Abstract
Chemokine receptors are G-protein-coupled, seven-transmembrane-spanning surface receptors that are play key roles in cell trafficking, cell motility, and survival. These receptors are activated by small molecular weight chemotactic cytokines called chemokines. Chemokine receptors play roles in the migration and localization of normal T cells (and other leukocytes) during physiologic responses in inflamed or infected skin. In cancer cells, these receptors may also facilitate tumorigenesis, metastasis, and resistance to immune-mediated killing. This review will focus on recent data that reveal potential roles of specific chemokine receptors, including CCR4, CXCR4, and CCR10, in the pathophysiology of cutaneous T cell lymphoma (CTCL), including mycosis fungoides and Sézary syndrome.
Introduction
The cutaneous T cell lymphomas (CTCL) represent a diverse group of skin-localized lymphomas (Hwang et al., 2008).
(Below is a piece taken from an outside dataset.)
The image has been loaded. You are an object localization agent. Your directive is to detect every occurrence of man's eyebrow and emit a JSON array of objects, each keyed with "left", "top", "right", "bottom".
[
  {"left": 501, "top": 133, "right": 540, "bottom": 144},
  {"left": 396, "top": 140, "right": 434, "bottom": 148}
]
Diverse in clinical presentation, most tend to be indolent and limited in distribution, although some forms can be rapidly progressive and eventuate in systemic involvement. The CTCL entities known classically as mycosis fungoides (MF, presenting with patches, plaques, tumors) and Sézary syndrome (SS, presenting with leukemic T cells in the blood and erythroderma) comprise the large majority of CTCL cases (Criscione and Weinstock, 2007). There has been substantial progress in understanding the pathogenesis of MF and SS although the etiology of these two diseases is still unknown.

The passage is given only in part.